MOSCOW – The first reactor at Iran's Bushehr nuclear power plant has gone into operation, the Russian state company that built the complex said Tuesday.
Atomstroyexport company said in a statement that a self-sustained fission reaction began Sunday.
It said the reactor was brought to "the minimum controlled power level" and that tests of control and protection systems would now be conducted.
Iran last year said that the often-delayed operation of the plant was to begin last December. But in February, Russia ordered that fuel be removed because of concerns that metal particles might be contaminating fuel assemblies; reloading began in April.
The United States and some of its allies believe the Bushehr plant is part of an Iranian attempt to develop nuclear weapons. Iran denies the accusation.
The Bushehr project dates back to 1974, when Iran's U.S.-backed Shah Mohammed Reza Pahlavi contracted with the German company Siemens to build the reactor. The company withdrew from the project after the 1979 Islamic Revolution toppled the shah and brought hard-line clerics to power.

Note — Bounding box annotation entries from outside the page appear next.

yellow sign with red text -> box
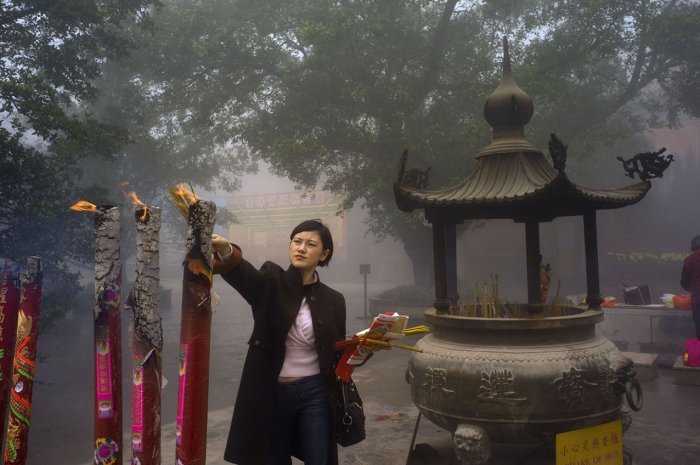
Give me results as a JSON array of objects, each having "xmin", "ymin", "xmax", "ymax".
[{"xmin": 556, "ymin": 420, "xmax": 622, "ymax": 465}]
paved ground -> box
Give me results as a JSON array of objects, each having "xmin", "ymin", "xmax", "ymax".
[{"xmin": 21, "ymin": 272, "xmax": 700, "ymax": 465}]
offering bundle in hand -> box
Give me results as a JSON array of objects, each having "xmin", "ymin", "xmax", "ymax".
[{"xmin": 335, "ymin": 312, "xmax": 428, "ymax": 383}]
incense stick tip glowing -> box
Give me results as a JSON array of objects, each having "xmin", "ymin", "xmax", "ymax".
[{"xmin": 69, "ymin": 200, "xmax": 97, "ymax": 212}]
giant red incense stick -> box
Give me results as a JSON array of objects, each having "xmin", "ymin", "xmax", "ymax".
[
  {"xmin": 131, "ymin": 205, "xmax": 163, "ymax": 465},
  {"xmin": 3, "ymin": 257, "xmax": 42, "ymax": 465},
  {"xmin": 175, "ymin": 200, "xmax": 216, "ymax": 465},
  {"xmin": 94, "ymin": 206, "xmax": 123, "ymax": 465},
  {"xmin": 0, "ymin": 264, "xmax": 20, "ymax": 445}
]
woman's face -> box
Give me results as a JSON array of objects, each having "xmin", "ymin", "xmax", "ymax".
[{"xmin": 289, "ymin": 231, "xmax": 328, "ymax": 271}]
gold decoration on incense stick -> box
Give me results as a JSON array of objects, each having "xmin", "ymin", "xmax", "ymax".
[
  {"xmin": 70, "ymin": 200, "xmax": 97, "ymax": 212},
  {"xmin": 168, "ymin": 181, "xmax": 198, "ymax": 218}
]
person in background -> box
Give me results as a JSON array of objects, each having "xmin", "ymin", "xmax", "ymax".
[
  {"xmin": 681, "ymin": 236, "xmax": 700, "ymax": 339},
  {"xmin": 212, "ymin": 220, "xmax": 346, "ymax": 465}
]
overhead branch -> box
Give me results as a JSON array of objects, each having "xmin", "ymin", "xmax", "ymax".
[{"xmin": 413, "ymin": 0, "xmax": 458, "ymax": 111}]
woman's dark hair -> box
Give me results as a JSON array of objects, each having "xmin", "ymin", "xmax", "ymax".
[
  {"xmin": 690, "ymin": 236, "xmax": 700, "ymax": 252},
  {"xmin": 289, "ymin": 220, "xmax": 333, "ymax": 266}
]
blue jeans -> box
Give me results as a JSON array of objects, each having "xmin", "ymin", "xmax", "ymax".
[{"xmin": 267, "ymin": 375, "xmax": 333, "ymax": 465}]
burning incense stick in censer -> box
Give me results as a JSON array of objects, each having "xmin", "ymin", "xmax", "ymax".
[
  {"xmin": 70, "ymin": 200, "xmax": 123, "ymax": 465},
  {"xmin": 3, "ymin": 257, "xmax": 43, "ymax": 465},
  {"xmin": 171, "ymin": 184, "xmax": 216, "ymax": 465},
  {"xmin": 128, "ymin": 192, "xmax": 163, "ymax": 465},
  {"xmin": 0, "ymin": 263, "xmax": 20, "ymax": 444}
]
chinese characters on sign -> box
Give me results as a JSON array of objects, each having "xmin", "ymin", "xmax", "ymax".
[{"xmin": 556, "ymin": 420, "xmax": 622, "ymax": 465}]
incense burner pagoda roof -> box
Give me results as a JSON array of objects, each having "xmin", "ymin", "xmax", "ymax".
[
  {"xmin": 394, "ymin": 39, "xmax": 651, "ymax": 223},
  {"xmin": 394, "ymin": 153, "xmax": 651, "ymax": 222}
]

In 1992, Iran signed a $1 billion deal with Russia to complete the project and work began in 1995.
Under the contract, Bushehr was originally scheduled to come on stream in July 1999.

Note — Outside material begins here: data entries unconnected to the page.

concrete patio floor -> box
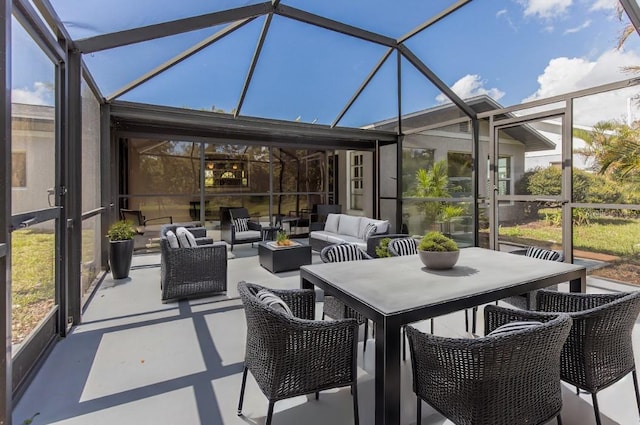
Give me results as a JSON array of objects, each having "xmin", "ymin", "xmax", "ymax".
[{"xmin": 13, "ymin": 245, "xmax": 640, "ymax": 425}]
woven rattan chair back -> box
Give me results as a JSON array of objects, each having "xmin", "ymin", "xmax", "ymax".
[
  {"xmin": 537, "ymin": 290, "xmax": 640, "ymax": 424},
  {"xmin": 238, "ymin": 282, "xmax": 359, "ymax": 425},
  {"xmin": 407, "ymin": 306, "xmax": 571, "ymax": 425}
]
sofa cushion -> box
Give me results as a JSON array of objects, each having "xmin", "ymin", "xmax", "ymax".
[
  {"xmin": 324, "ymin": 214, "xmax": 342, "ymax": 233},
  {"xmin": 373, "ymin": 220, "xmax": 389, "ymax": 235},
  {"xmin": 309, "ymin": 230, "xmax": 334, "ymax": 241},
  {"xmin": 256, "ymin": 289, "xmax": 293, "ymax": 317},
  {"xmin": 235, "ymin": 230, "xmax": 261, "ymax": 241},
  {"xmin": 164, "ymin": 230, "xmax": 180, "ymax": 248},
  {"xmin": 233, "ymin": 217, "xmax": 249, "ymax": 232},
  {"xmin": 338, "ymin": 214, "xmax": 362, "ymax": 238},
  {"xmin": 176, "ymin": 227, "xmax": 198, "ymax": 248}
]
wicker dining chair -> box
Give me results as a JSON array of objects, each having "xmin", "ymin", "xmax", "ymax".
[
  {"xmin": 536, "ymin": 290, "xmax": 640, "ymax": 425},
  {"xmin": 238, "ymin": 282, "xmax": 359, "ymax": 425},
  {"xmin": 320, "ymin": 243, "xmax": 372, "ymax": 352},
  {"xmin": 407, "ymin": 305, "xmax": 571, "ymax": 425}
]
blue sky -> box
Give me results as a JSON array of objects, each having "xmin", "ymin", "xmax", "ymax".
[{"xmin": 13, "ymin": 0, "xmax": 640, "ymax": 126}]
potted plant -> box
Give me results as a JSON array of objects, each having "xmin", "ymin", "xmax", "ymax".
[
  {"xmin": 107, "ymin": 220, "xmax": 136, "ymax": 279},
  {"xmin": 418, "ymin": 232, "xmax": 460, "ymax": 270},
  {"xmin": 376, "ymin": 238, "xmax": 391, "ymax": 258}
]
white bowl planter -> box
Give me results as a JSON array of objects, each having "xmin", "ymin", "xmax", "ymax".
[{"xmin": 418, "ymin": 250, "xmax": 460, "ymax": 270}]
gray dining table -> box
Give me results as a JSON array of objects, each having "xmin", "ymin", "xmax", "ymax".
[{"xmin": 300, "ymin": 248, "xmax": 587, "ymax": 425}]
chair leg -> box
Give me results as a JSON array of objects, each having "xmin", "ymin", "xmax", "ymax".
[
  {"xmin": 238, "ymin": 366, "xmax": 249, "ymax": 416},
  {"xmin": 265, "ymin": 401, "xmax": 276, "ymax": 425},
  {"xmin": 402, "ymin": 326, "xmax": 407, "ymax": 361},
  {"xmin": 631, "ymin": 369, "xmax": 640, "ymax": 415},
  {"xmin": 362, "ymin": 319, "xmax": 369, "ymax": 353},
  {"xmin": 351, "ymin": 384, "xmax": 360, "ymax": 425},
  {"xmin": 471, "ymin": 307, "xmax": 478, "ymax": 335},
  {"xmin": 591, "ymin": 393, "xmax": 602, "ymax": 425}
]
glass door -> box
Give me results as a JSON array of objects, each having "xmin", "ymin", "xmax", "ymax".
[{"xmin": 488, "ymin": 110, "xmax": 571, "ymax": 255}]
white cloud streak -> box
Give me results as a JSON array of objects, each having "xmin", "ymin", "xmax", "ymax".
[
  {"xmin": 520, "ymin": 0, "xmax": 573, "ymax": 19},
  {"xmin": 436, "ymin": 74, "xmax": 504, "ymax": 103},
  {"xmin": 523, "ymin": 50, "xmax": 640, "ymax": 126},
  {"xmin": 564, "ymin": 19, "xmax": 591, "ymax": 34},
  {"xmin": 11, "ymin": 81, "xmax": 53, "ymax": 105}
]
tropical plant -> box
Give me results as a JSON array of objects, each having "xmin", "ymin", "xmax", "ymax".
[
  {"xmin": 418, "ymin": 232, "xmax": 459, "ymax": 252},
  {"xmin": 412, "ymin": 159, "xmax": 451, "ymax": 223},
  {"xmin": 376, "ymin": 238, "xmax": 391, "ymax": 258},
  {"xmin": 107, "ymin": 220, "xmax": 136, "ymax": 241}
]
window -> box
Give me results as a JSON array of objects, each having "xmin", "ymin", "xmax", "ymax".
[
  {"xmin": 349, "ymin": 152, "xmax": 364, "ymax": 211},
  {"xmin": 498, "ymin": 156, "xmax": 511, "ymax": 195},
  {"xmin": 11, "ymin": 152, "xmax": 27, "ymax": 187},
  {"xmin": 447, "ymin": 152, "xmax": 473, "ymax": 197}
]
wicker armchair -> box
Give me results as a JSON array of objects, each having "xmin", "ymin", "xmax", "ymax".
[
  {"xmin": 537, "ymin": 290, "xmax": 640, "ymax": 425},
  {"xmin": 238, "ymin": 282, "xmax": 359, "ymax": 425},
  {"xmin": 160, "ymin": 225, "xmax": 227, "ymax": 302},
  {"xmin": 320, "ymin": 244, "xmax": 372, "ymax": 352},
  {"xmin": 407, "ymin": 305, "xmax": 571, "ymax": 425}
]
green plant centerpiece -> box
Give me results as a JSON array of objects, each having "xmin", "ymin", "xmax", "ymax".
[
  {"xmin": 376, "ymin": 238, "xmax": 391, "ymax": 258},
  {"xmin": 418, "ymin": 232, "xmax": 460, "ymax": 270},
  {"xmin": 107, "ymin": 220, "xmax": 136, "ymax": 279},
  {"xmin": 276, "ymin": 230, "xmax": 293, "ymax": 246}
]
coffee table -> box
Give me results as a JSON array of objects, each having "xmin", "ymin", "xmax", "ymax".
[{"xmin": 258, "ymin": 241, "xmax": 311, "ymax": 273}]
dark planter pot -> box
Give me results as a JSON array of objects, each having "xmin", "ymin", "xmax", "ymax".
[{"xmin": 109, "ymin": 239, "xmax": 133, "ymax": 279}]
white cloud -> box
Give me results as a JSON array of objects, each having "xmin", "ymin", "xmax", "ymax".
[
  {"xmin": 523, "ymin": 50, "xmax": 640, "ymax": 125},
  {"xmin": 436, "ymin": 74, "xmax": 504, "ymax": 103},
  {"xmin": 11, "ymin": 81, "xmax": 53, "ymax": 105},
  {"xmin": 520, "ymin": 0, "xmax": 573, "ymax": 19},
  {"xmin": 564, "ymin": 19, "xmax": 591, "ymax": 34},
  {"xmin": 589, "ymin": 0, "xmax": 618, "ymax": 12}
]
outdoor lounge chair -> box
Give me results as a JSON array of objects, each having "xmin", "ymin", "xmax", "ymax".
[
  {"xmin": 160, "ymin": 225, "xmax": 227, "ymax": 302},
  {"xmin": 320, "ymin": 243, "xmax": 372, "ymax": 352},
  {"xmin": 407, "ymin": 305, "xmax": 571, "ymax": 425},
  {"xmin": 536, "ymin": 290, "xmax": 640, "ymax": 425},
  {"xmin": 238, "ymin": 282, "xmax": 359, "ymax": 425}
]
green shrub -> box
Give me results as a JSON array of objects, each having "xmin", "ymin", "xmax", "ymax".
[
  {"xmin": 418, "ymin": 232, "xmax": 458, "ymax": 252},
  {"xmin": 107, "ymin": 220, "xmax": 136, "ymax": 241}
]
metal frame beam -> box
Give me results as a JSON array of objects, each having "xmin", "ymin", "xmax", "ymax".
[
  {"xmin": 75, "ymin": 0, "xmax": 273, "ymax": 53},
  {"xmin": 275, "ymin": 5, "xmax": 398, "ymax": 47},
  {"xmin": 106, "ymin": 17, "xmax": 255, "ymax": 102},
  {"xmin": 66, "ymin": 52, "xmax": 82, "ymax": 328},
  {"xmin": 0, "ymin": 0, "xmax": 13, "ymax": 424},
  {"xmin": 398, "ymin": 44, "xmax": 476, "ymax": 119},
  {"xmin": 398, "ymin": 0, "xmax": 471, "ymax": 43},
  {"xmin": 233, "ymin": 14, "xmax": 278, "ymax": 117},
  {"xmin": 331, "ymin": 47, "xmax": 393, "ymax": 128},
  {"xmin": 620, "ymin": 0, "xmax": 640, "ymax": 34},
  {"xmin": 13, "ymin": 0, "xmax": 66, "ymax": 63},
  {"xmin": 32, "ymin": 0, "xmax": 72, "ymax": 41}
]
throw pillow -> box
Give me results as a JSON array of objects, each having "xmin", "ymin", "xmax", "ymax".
[
  {"xmin": 324, "ymin": 214, "xmax": 342, "ymax": 233},
  {"xmin": 389, "ymin": 238, "xmax": 418, "ymax": 255},
  {"xmin": 362, "ymin": 223, "xmax": 378, "ymax": 241},
  {"xmin": 176, "ymin": 227, "xmax": 198, "ymax": 248},
  {"xmin": 233, "ymin": 217, "xmax": 249, "ymax": 232},
  {"xmin": 524, "ymin": 246, "xmax": 560, "ymax": 261},
  {"xmin": 256, "ymin": 289, "xmax": 293, "ymax": 317},
  {"xmin": 164, "ymin": 230, "xmax": 180, "ymax": 248},
  {"xmin": 326, "ymin": 243, "xmax": 363, "ymax": 263},
  {"xmin": 487, "ymin": 320, "xmax": 542, "ymax": 336}
]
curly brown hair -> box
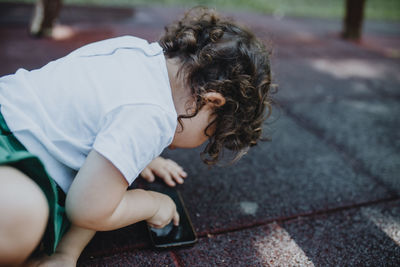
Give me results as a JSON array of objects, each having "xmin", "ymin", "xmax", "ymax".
[{"xmin": 159, "ymin": 7, "xmax": 272, "ymax": 165}]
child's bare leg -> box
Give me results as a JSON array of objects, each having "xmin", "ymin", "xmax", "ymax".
[
  {"xmin": 26, "ymin": 225, "xmax": 96, "ymax": 267},
  {"xmin": 0, "ymin": 166, "xmax": 49, "ymax": 266}
]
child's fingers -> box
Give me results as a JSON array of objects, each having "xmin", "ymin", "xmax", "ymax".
[
  {"xmin": 171, "ymin": 171, "xmax": 183, "ymax": 184},
  {"xmin": 172, "ymin": 210, "xmax": 180, "ymax": 226},
  {"xmin": 140, "ymin": 168, "xmax": 155, "ymax": 183},
  {"xmin": 160, "ymin": 170, "xmax": 175, "ymax": 186}
]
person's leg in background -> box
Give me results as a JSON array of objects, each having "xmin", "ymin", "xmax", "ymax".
[{"xmin": 30, "ymin": 0, "xmax": 62, "ymax": 37}]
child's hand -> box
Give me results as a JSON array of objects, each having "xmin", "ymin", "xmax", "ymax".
[
  {"xmin": 140, "ymin": 157, "xmax": 187, "ymax": 186},
  {"xmin": 146, "ymin": 191, "xmax": 179, "ymax": 228}
]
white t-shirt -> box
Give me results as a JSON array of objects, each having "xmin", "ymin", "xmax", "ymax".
[{"xmin": 0, "ymin": 36, "xmax": 177, "ymax": 192}]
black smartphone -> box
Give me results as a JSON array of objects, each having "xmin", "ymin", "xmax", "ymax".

In April, an Iranian lawmaker said the parliament has launched an investigation into repeated delays in the startup of Bushehr. The delays have prompted Iranian officials to describe Russia as an "unreliable partner" and Iran's state media have often said politics, not technical issues, are the reason behind them.
In the most recent delay, Russia said damaged elements were found in a cooling pump at the plant, raising the possibility that metal particles could get on the fuel assemblies, and ordered the fuel assemblies be removed for washing.

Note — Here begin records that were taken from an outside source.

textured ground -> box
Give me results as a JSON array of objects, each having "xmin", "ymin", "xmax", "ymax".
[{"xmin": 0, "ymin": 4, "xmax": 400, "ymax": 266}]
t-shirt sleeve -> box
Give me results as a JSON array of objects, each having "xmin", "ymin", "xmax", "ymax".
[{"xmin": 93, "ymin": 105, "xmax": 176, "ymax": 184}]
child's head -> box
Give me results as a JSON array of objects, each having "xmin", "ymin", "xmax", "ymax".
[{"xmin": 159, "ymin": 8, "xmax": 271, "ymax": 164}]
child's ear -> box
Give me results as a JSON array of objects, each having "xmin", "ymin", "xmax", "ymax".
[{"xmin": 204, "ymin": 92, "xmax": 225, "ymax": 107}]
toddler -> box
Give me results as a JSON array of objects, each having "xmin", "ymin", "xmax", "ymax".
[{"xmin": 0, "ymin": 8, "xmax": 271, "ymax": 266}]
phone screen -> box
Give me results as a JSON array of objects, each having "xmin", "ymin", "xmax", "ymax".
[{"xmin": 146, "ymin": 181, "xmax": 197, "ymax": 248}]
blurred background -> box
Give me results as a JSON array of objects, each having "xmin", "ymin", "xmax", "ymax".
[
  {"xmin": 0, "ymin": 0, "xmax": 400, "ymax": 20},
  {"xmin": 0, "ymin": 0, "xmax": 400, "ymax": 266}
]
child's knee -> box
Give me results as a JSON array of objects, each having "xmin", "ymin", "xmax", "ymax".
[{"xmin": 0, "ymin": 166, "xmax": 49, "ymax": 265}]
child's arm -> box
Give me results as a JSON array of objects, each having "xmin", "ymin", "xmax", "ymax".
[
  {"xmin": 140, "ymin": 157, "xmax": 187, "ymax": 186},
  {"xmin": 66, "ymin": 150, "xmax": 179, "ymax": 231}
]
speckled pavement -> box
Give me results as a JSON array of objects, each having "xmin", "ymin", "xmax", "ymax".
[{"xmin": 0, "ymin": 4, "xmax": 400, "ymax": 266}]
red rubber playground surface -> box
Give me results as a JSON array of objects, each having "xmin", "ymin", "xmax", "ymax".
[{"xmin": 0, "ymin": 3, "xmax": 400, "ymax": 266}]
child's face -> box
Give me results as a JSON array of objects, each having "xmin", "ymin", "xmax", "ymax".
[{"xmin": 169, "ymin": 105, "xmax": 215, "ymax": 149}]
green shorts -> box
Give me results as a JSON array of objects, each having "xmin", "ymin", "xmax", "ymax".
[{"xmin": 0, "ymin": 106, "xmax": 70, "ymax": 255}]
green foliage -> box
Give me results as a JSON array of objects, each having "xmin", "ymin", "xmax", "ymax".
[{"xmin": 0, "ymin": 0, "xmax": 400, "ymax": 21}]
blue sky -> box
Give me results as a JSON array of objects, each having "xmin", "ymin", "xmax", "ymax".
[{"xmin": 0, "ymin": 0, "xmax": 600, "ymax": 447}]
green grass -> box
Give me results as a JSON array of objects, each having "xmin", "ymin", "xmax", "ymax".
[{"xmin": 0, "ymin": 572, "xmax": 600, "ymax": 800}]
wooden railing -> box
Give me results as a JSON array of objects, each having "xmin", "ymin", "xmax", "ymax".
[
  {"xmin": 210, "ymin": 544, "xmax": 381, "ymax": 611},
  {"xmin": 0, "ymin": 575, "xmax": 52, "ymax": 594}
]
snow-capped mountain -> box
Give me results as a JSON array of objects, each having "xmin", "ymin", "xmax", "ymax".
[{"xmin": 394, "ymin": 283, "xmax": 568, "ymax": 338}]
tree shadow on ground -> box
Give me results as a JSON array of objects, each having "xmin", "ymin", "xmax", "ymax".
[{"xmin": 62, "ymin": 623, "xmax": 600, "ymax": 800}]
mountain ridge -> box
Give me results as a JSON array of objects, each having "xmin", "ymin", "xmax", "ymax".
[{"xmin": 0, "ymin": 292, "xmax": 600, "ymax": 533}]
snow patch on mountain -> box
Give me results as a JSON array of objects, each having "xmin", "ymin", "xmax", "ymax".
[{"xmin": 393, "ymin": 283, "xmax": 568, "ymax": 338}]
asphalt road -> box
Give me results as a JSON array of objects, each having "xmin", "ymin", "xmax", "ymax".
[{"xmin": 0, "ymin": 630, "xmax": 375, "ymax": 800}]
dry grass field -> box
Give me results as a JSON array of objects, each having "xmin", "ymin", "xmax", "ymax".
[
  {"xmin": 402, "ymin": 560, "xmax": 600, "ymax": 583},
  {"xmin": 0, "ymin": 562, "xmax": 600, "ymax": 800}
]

Foreign intelligence reports also have said the control systems at Bushehr were penetrated by Stuxnet, a malicious software designed to infiltrate computer systems. Iran has maintained that Stuxnet was only found on several laptops belonging to plant employees and didn't affect the facility's control systems.
On Saturday, Gholam Reza Jalali, head of a military unit in charge of combatting sabotage, said last month that Iranian experts have determined that the United States and Israel were behind Stuxnet.